Ask HN: Do you use bug finding tools? - remyb
I&#x27;m interested in developers opinions about current bug finding tools and static analysis tools, about their usability and usefulness in everyday software development.<p>So, do you use static analysis tools or bug finding tools, either yourself as a developer or in your company? If so, do you find them useful? How well are they integrated into your workflow? What kind of information or diagnostics would like them to give you? If not, have you ever used this kind of tools in the past and what was your main concern?
======
stevekemp
I used to do a lot of security-auditing of C/C++ code.
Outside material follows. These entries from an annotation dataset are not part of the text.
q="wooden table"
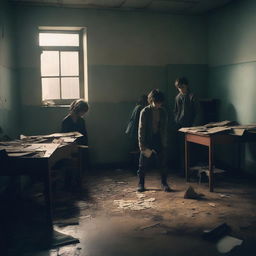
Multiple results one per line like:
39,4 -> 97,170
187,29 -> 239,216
185,132 -> 256,192
0,135 -> 81,229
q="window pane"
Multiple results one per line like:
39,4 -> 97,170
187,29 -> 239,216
42,78 -> 60,100
41,51 -> 59,76
60,52 -> 79,76
39,33 -> 79,46
61,77 -> 80,99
In those days I started
off using RATS, and other automated scanners.

Generally though I found they produced more noise than value, so these days
when I audit code I do it from start to finish, though I'll certainly have a
quick-glance at any code that involves:

* fopen

* popen

* getenv

* or bind/accept

I guess that means "no", not really, and despite that I've reported (security)
bugs in applications as diverse as Emacs, Firefox, and GNU Readline.

------
k4ch0w
For Third party libraries I use
[https://github.com/jeremylong/DependencyCheck](https://github.com/jeremylong/DependencyCheck)

------
dronescanfly
sonarQube (for Java)

The bug and fatal errors should cover most low hanging potential bugs.
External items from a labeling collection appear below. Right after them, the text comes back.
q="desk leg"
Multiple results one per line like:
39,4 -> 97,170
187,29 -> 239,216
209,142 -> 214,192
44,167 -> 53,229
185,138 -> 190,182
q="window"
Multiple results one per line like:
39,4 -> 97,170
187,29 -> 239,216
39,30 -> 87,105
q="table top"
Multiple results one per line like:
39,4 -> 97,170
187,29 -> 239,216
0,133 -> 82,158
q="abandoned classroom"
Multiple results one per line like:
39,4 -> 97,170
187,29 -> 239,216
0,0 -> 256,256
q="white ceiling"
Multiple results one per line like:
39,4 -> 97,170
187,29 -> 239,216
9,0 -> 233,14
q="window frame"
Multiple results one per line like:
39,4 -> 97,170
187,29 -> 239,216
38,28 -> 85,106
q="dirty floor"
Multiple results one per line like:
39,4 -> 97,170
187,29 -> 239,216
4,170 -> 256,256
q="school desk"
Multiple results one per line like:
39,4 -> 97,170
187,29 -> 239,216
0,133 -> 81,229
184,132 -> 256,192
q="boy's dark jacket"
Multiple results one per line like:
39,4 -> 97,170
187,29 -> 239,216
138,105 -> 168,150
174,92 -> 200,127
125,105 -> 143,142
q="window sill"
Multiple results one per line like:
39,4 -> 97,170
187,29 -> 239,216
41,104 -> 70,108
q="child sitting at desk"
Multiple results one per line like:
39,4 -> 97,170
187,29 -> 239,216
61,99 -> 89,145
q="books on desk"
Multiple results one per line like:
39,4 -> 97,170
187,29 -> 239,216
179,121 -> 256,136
Every other type (code smell/code style) should be taken with a grain of salt
and configured in such a way that it suits your teams need.

SonarQube is executing static analysis on pushes to each branch.

Currently only used as a guide, not as a gate.

During the first few weeks of using it i found it to be obnoxious, until
certain rules were adjusted/removed

Now i find it being more on the helpful side of things

------
slipwalker
SonarQube ( executing on CI ) + SonarLint ( running on local IDE ) mostly
helpful, after the ruleset were adjusted.